The other conflict in the story, such as it is, shows up late and is briskly dispatched by the ex-Marine and her male supporters. Jack the Ripper is another troubled soul Gillian offers to help. But as you might suspect, Jack really likes his sex life. He declines. Strong, wonderful, giving and compassionate as she is (the book keeps telling us so), there are some even Gillian can’t save through sexual healing.

OK, we all know what this book is. Sadly, I suspect it is representative of the romantic fantasy that now swamps the shelves of my local bookstore. I sure do miss the days when hard science fiction referred to science and not anatomy.

I wouldn’t mind the naughty stuff so much if the book were well-written. True, all the males in this book are fabulous hunks (most in this harem having been lovers of Gillian in previous books). Still, you’ll have a hard time forming a distinct picture of these sex-machines in your head. And the book has just enough token women in it besides the heroine to pretend other females exist in the species. Overall, it’s a Swiss cheese of clichés.

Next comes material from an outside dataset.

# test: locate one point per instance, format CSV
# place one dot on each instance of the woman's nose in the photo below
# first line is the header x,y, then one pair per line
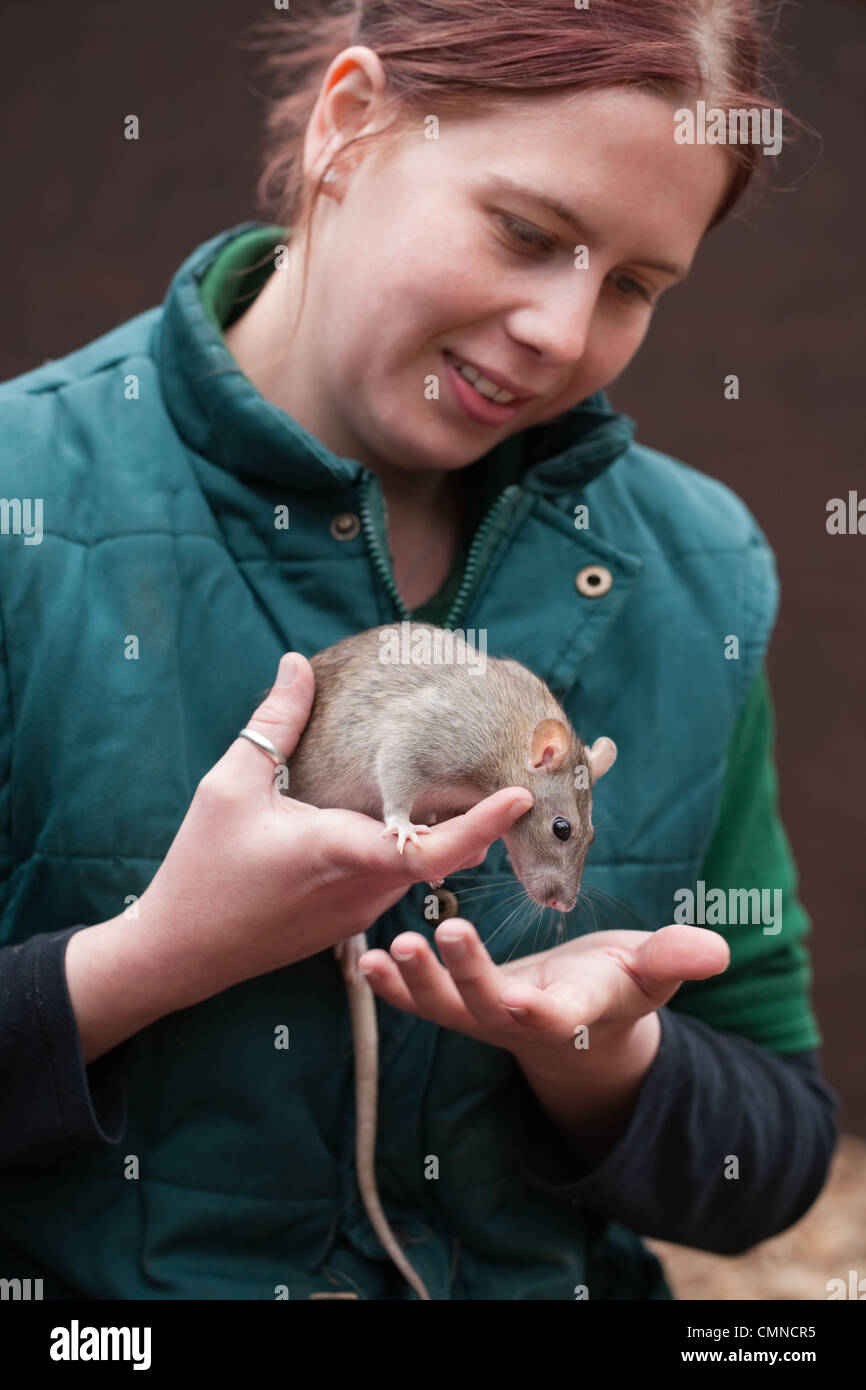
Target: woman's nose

Since this book exists for titillation, I ought to rate the sex in it. I’ll give it bare passing grade. That brisk Marine attitude of the heroine is a bit of a distraction in the bedroom (and alley). There’s plenty of it, though, and you know, Gargoyles do have some interesting features...

But if you want hot stuff with really good writing, pick up Outlander by Diana Gabaldon. Or try Charlaine Harris and her Southern Vampire series for more light-hearted fun (vote for Eric! Down with Bill, down with Mr. Clean!). For even thicker clichés than Gryphon’s book, but hotter sex, try Feehan’s Carpathian vampire series.

Goodness: go out and grab at random from the shelves of Barnes and Noble. You just can’t miss the sex scenes anymore.